The attack surface is larger than you think

Modern coding agents like Claude Code, Cursor, and Codex have capabilities that would have seemed extraordinary five years ago. They read and write files across your entire filesystem. They make network calls. They execute shell commands. They manage processes. They have access to your environment variables — and everything those contain.

The attack vectors are correspondingly wide:

Each of these vectors bypasses every security measure that relies on inspecting the agent's outputs or prompts. By the time you see what the agent produces, the damage may already be done.

Why existing approaches fall short

The most common responses to this threat are containerization and output filtering. Neither is adequate.

Containerization limits the blast radius of an attack, but it doesn't detect one. You learn that something bad happened after it happened, when you notice the container made unexpected network calls — if you're even monitoring that. Containers don't give you a real-time picture of agent behavior. They don't tell you that the agent just read your ~/.ssh/config and then opened a connection to an external IP. They don't distinguish between the agent doing its job and the agent being weaponized.

Output filtering has an even more fundamental problem: you're trusting the agent to produce filterable output. A compromised agent can route data out of band — through DNS queries, through timing side channels, through encoded content in ostensibly benign files. Filtering what you can see is not the same as controlling what the agent does.
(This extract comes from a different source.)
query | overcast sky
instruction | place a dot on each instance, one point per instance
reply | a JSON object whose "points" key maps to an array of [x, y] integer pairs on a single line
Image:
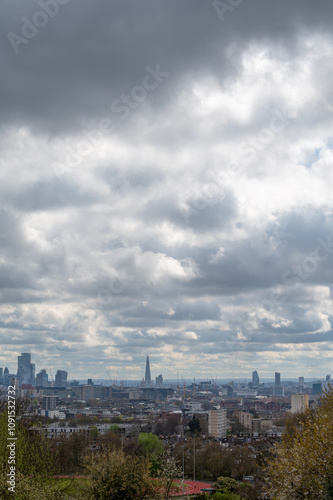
{"points": [[166, 187]]}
Every layer above the kernel can be observed, manipulated, or bypassed by the process it's supposed to be securing. The kernel cannot.

The kernel is the only ground truth

Every action a process takes — every file it opens, every network socket it creates, every system call it makes — passes through the operating system kernel. The kernel is the mandatory chokepoint. It cannot be observed or manipulated by user-space processes. It has a complete, tamper-proof view of everything happening on the machine.

This is why kernel-level monitoring is qualitatively different from every other approach. We're not looking at what the agent tells us it's doing. We're looking at what the OS sees the agent doing. These are very different things when the agent is compromised.

Modern Linux kernels expose this capability through eBPF — extended Berkeley Packet Filter — a framework that lets you attach programs to kernel events without modifying the kernel itself. An eBPF program attached to system calls like openat, connect, and execve sees every file access, every network connection, and every subprocess spawned by every process on the machine, with nanosecond precision and minimal overhead.

macOS exposes similar primitives through its Endpoint Security framework, which provides mandatory access control hooks that run before system calls complete — meaning you can block an action before it takes effect, not just observe it after.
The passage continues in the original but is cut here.